A simplified procedure for analyzing offshore wind turbines with suction and traditional piles under soil liquefaction

This article investigates the structural analysis and design of offshore wind turbine (OWT) support structures using both traditional and suction piles under soil liquefaction. A finite element model centered on a single suction pile was first generated to evaluate depth-dependent excess pore water pressure (EPWP) ratios near and away from the pile under liquefaction conditions. Findings reveal that suction piles exhibit substantial internal resistance to soil liquefaction, as shown by lower EPWP ratios inside the pile, which enhances soil stability and shear capacity. This resistance diminishes with distance from the pile, highlighting the stabilizing role of confined soil and water within the pile.
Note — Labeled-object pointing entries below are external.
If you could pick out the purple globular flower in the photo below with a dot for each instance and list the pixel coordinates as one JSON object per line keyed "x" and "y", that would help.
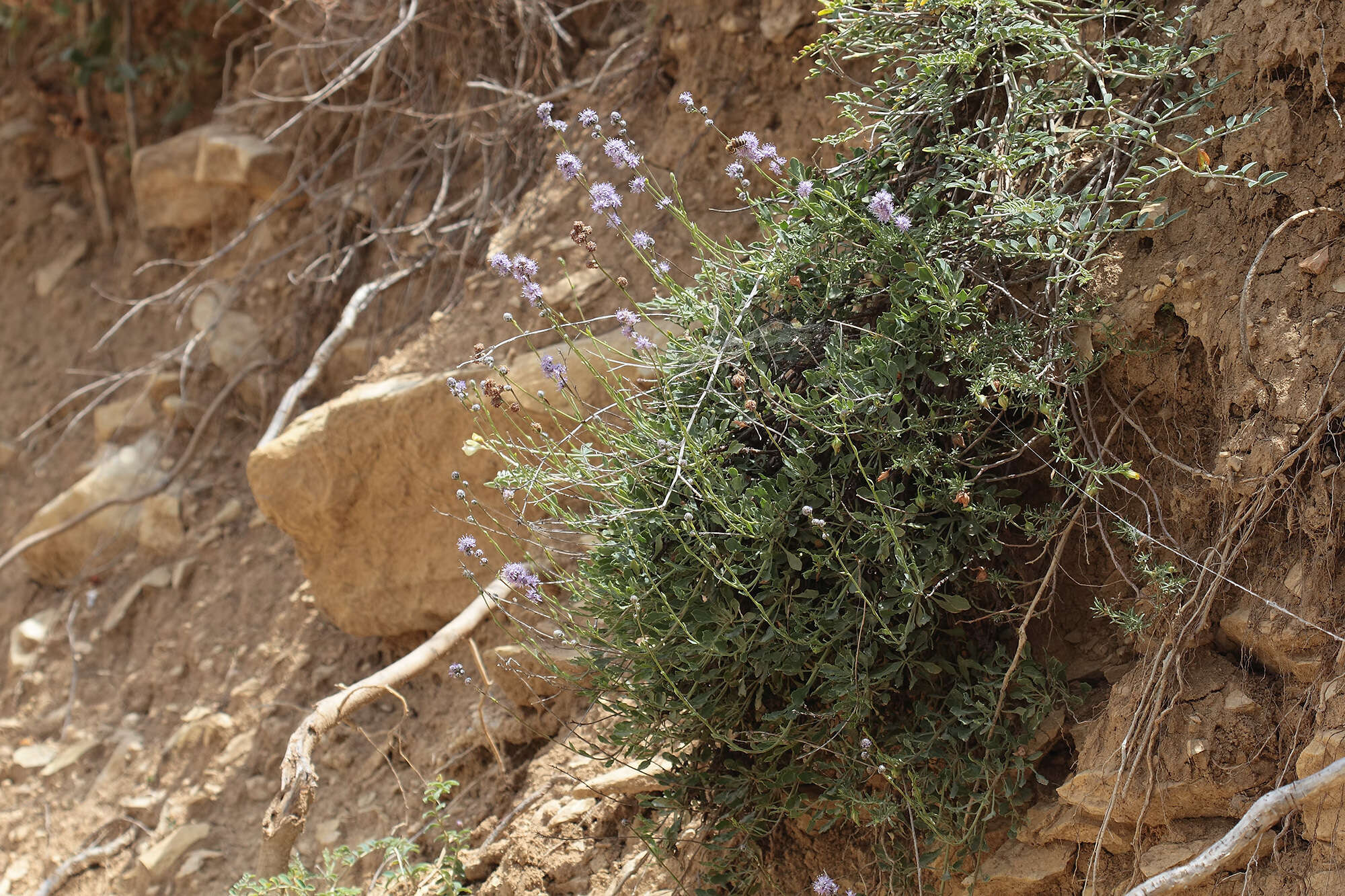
{"x": 605, "y": 196}
{"x": 748, "y": 146}
{"x": 627, "y": 319}
{"x": 621, "y": 154}
{"x": 568, "y": 165}
{"x": 518, "y": 576}
{"x": 524, "y": 268}
{"x": 882, "y": 208}
{"x": 533, "y": 294}
{"x": 553, "y": 369}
Using depth-dependent EPWP ratios, the study establishes envelope curves for suction and traditional piles to adjust soil spring stiffness during liquefaction, aiding in structural analyses under diverse design load cases (DLCs) for OWT support structures. Results indicate that liquefaction-related conditions are not the primary factor influencing steel usage; rather, non-liquefaction DLCs govern design demands. Additionally, suction piles often require more steel than traditional piles due to installation pressures, though they remain competitive in deep waters. Settlement and tilting issues, particularly in liquefiable soils, underscore the need for careful design of suction piles on sandy seabeds.